Moro estava perto de dar a sentença sobre este caso, porém, a sua ida para o Ministério da Justiça a convite de Jair Bolsonaro fez com que atrasasse um pouco o desfecho desse processo.

Além disso, o líder do PT é réu também em ações na Justiça Federal do Distrito Federal.

Tensão em depoimento

No depoimento prestado à juíza Gabriela Hardt, Lula recebeu uma advertência logo no início.

Ela perguntou ao ex-presidente se ele estava ciente sobre as acusações contra ele. Lula disse secamente que não e peguntou para ela: “Eu sou o dono do sítio ou não”.

Gabriela falou que essa resposta deveria vir dele e não dela.
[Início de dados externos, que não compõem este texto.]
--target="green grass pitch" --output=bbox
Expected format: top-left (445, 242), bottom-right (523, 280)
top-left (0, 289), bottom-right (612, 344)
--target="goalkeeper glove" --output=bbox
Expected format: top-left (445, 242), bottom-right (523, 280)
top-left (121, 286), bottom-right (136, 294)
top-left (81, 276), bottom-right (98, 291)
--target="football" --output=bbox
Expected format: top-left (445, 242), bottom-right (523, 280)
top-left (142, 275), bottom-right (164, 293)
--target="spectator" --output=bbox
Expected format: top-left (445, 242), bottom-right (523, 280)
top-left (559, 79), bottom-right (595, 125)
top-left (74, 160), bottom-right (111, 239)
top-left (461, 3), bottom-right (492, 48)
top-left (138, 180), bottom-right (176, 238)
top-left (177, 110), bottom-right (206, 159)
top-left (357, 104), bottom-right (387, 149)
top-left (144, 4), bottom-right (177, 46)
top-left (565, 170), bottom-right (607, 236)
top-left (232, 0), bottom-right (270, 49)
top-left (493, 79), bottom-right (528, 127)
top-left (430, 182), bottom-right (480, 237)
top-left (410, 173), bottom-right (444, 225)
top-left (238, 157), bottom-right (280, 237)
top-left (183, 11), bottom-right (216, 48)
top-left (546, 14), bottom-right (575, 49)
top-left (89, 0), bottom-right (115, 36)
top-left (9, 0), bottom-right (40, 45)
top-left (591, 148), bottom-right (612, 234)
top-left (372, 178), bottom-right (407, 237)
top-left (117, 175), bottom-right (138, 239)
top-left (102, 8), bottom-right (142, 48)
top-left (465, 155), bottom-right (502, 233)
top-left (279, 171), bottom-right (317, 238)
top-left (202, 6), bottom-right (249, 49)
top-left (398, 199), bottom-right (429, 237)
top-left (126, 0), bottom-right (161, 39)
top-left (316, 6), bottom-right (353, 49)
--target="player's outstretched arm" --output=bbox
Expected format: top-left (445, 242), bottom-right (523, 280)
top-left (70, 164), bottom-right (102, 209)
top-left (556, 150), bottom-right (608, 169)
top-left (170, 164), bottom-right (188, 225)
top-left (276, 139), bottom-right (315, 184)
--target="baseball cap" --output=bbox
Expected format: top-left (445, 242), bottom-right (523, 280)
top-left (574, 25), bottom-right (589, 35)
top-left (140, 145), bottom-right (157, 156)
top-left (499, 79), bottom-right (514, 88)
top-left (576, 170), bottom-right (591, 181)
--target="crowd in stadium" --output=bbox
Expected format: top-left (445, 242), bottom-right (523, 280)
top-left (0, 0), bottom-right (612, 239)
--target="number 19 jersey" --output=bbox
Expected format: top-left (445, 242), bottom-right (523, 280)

Além disso, ela falou que quem está sendo interrogado era ele, e não ela.

Lula novamente a interrompeu e disse que queria fazer perguntas.

A juíza demonstrou impaciência e afirmou que se ele continuasse usando esse tom com ela, eles teriam problemas.

O ex-presidente da OAS, Léo Pinheiro, disse em seu depoimento que o sítio era de Lula.

No entanto, o ex-presidente nega e afirma que é de apenas um amigo da família e que de vez em quando frequentava o local.